Wed, Nov 15, 2006 - Page 7 News List

World News Quick Take

AGENCIES

■ Mexico

Indian groups clash

Two people were killed in a clash between two Indian groups, one of them backed by the Zapatista rebels, in a land dispute in the Lacandon jungle in the southern part of the country, police said. The groups fought with firearms, sticks and machetes in the village of Viejo Velasco, 400km north of the state capital of Tuxtla Gutierrez, Chiapas state police said in a statement on Monday. Lacandon Indians, who have lived for centuries in the jungle near the Guatemalan border, are opposed to the encroachment of Zapatista-backed tribes from the nearby highlands into the jungle to farm.

■ United States

DEA agent's killer gets life

An Arizona court on Monday sentenced a Mexican who was once on the FBI's most-wanted list to life in prison for his part in killing a US Drug Enforcement Administration (DEA) agent more than a decade ago.

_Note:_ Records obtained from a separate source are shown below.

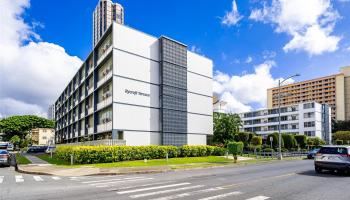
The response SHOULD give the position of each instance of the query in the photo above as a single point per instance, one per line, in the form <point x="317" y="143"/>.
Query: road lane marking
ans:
<point x="165" y="191"/>
<point x="38" y="178"/>
<point x="152" y="188"/>
<point x="259" y="198"/>
<point x="177" y="196"/>
<point x="116" y="179"/>
<point x="135" y="186"/>
<point x="222" y="196"/>
<point x="109" y="184"/>
<point x="19" y="179"/>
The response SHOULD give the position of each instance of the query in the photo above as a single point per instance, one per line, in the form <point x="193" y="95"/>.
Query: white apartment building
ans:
<point x="311" y="119"/>
<point x="138" y="88"/>
<point x="105" y="13"/>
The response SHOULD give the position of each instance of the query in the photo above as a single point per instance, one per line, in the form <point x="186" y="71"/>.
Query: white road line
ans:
<point x="56" y="178"/>
<point x="259" y="198"/>
<point x="152" y="188"/>
<point x="116" y="179"/>
<point x="177" y="196"/>
<point x="19" y="179"/>
<point x="135" y="186"/>
<point x="221" y="196"/>
<point x="109" y="184"/>
<point x="165" y="191"/>
<point x="38" y="178"/>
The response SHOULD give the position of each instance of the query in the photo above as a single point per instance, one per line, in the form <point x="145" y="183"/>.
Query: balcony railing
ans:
<point x="104" y="79"/>
<point x="104" y="127"/>
<point x="104" y="103"/>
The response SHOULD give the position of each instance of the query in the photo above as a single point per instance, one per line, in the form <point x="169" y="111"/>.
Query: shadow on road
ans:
<point x="324" y="174"/>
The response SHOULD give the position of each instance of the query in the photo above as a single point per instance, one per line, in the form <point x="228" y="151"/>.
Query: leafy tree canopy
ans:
<point x="21" y="125"/>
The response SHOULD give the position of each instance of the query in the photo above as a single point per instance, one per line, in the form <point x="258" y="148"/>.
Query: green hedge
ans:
<point x="107" y="154"/>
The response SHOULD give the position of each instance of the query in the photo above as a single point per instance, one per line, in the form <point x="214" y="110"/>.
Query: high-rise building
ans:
<point x="139" y="89"/>
<point x="105" y="13"/>
<point x="333" y="90"/>
<point x="310" y="119"/>
<point x="51" y="112"/>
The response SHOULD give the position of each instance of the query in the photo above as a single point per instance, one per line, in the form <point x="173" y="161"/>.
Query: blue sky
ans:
<point x="238" y="42"/>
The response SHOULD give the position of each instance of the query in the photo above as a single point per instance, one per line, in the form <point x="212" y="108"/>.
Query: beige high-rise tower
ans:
<point x="333" y="90"/>
<point x="104" y="14"/>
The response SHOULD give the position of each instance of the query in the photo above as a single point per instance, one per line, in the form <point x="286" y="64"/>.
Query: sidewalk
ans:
<point x="42" y="169"/>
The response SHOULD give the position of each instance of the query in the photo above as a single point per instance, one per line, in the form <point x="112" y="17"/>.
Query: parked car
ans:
<point x="37" y="149"/>
<point x="10" y="147"/>
<point x="4" y="158"/>
<point x="312" y="153"/>
<point x="50" y="149"/>
<point x="333" y="158"/>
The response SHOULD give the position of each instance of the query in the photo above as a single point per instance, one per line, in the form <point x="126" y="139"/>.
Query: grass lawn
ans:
<point x="21" y="160"/>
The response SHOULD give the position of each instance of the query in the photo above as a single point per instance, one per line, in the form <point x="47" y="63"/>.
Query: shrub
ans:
<point x="107" y="154"/>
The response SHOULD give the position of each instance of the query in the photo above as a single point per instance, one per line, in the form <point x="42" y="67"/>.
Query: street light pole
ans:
<point x="279" y="115"/>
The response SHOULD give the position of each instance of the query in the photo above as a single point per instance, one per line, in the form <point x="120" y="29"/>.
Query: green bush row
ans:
<point x="107" y="154"/>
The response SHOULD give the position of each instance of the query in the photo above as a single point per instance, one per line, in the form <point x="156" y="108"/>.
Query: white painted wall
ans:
<point x="194" y="139"/>
<point x="135" y="67"/>
<point x="126" y="117"/>
<point x="122" y="96"/>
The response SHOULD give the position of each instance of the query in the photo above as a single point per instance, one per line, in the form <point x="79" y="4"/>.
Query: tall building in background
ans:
<point x="333" y="90"/>
<point x="105" y="13"/>
<point x="51" y="112"/>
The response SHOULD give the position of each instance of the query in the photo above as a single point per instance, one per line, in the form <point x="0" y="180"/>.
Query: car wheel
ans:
<point x="318" y="170"/>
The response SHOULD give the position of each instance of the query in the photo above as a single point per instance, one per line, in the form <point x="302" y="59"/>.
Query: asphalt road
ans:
<point x="279" y="180"/>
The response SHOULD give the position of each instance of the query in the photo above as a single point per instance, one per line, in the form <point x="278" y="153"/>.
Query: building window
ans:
<point x="309" y="115"/>
<point x="120" y="135"/>
<point x="309" y="124"/>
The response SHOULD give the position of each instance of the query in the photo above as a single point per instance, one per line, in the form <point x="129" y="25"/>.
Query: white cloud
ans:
<point x="249" y="59"/>
<point x="233" y="17"/>
<point x="32" y="72"/>
<point x="310" y="24"/>
<point x="241" y="91"/>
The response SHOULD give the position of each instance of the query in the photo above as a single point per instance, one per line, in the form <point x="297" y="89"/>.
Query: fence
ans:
<point x="275" y="154"/>
<point x="107" y="142"/>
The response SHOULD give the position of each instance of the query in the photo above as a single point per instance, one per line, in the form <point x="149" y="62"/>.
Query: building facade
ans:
<point x="43" y="136"/>
<point x="333" y="90"/>
<point x="138" y="88"/>
<point x="105" y="13"/>
<point x="51" y="112"/>
<point x="311" y="119"/>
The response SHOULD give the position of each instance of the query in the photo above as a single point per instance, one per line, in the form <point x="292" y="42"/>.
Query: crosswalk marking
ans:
<point x="19" y="179"/>
<point x="259" y="198"/>
<point x="56" y="178"/>
<point x="135" y="186"/>
<point x="110" y="180"/>
<point x="222" y="196"/>
<point x="152" y="188"/>
<point x="38" y="178"/>
<point x="108" y="184"/>
<point x="177" y="196"/>
<point x="165" y="191"/>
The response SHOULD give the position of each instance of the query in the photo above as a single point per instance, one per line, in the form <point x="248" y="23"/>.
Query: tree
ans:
<point x="21" y="125"/>
<point x="256" y="142"/>
<point x="289" y="141"/>
<point x="235" y="148"/>
<point x="301" y="140"/>
<point x="226" y="126"/>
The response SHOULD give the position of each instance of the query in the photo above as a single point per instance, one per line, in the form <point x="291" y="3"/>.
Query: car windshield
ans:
<point x="333" y="150"/>
<point x="3" y="152"/>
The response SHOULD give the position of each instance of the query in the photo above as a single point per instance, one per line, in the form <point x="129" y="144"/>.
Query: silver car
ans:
<point x="333" y="158"/>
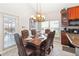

Maricopa County Superior Court in Phoenix sentenced Agustin Vasquez Mendoza to life with the possibility of parole after 25 years for masterminding the murder of DEA special agent Richard Fass in Glendale, a suburb of Phoenix, in 1994. Vasquez, 37, was also sentenced to several terms of between seven-and-a-half and 20 years to run consecutively, on charges ranging from aggravated assault to kidnapping and attempted armed robbery.

■ United States

Gunman dies in standoff

A man being sought for shooting at police officers over the weekend barricaded himself in a Homestead, Florida, home, firing a high-powered weapon at officers in a nearly nine-hour standoff before he was found dead. Police would not say how the suspect died or confirm his identity. They said officers did not fire any shots into the home. The incident prompted a lockdown at nearby Homestead Middle School and children at two other elementary schools were not allowed to leave unless their bus route was out of the standoff area or their parents picked them up. Police said another man who had been in the home with the suspect left through a back door several hours before the standoff ended.

■ United States

Man charged over letters

A California man was charged with mailing more than a dozen threatening letters containing white powder to Representative Nancy Pelosi, TV talk show host Jon Stewart and other high-profile figures. Chad Conrad Castagana, 39, appeared in US District Court in Los Angeles to face a two-count complaint of sending threats and sending hoaxes by mail, but he did not enter a plea. The judge ordered Castagana held without bail pending a continuation of the hearing tomorrow. Preliminary tests showed the white powder contained in the letters was not hazardous, officials said.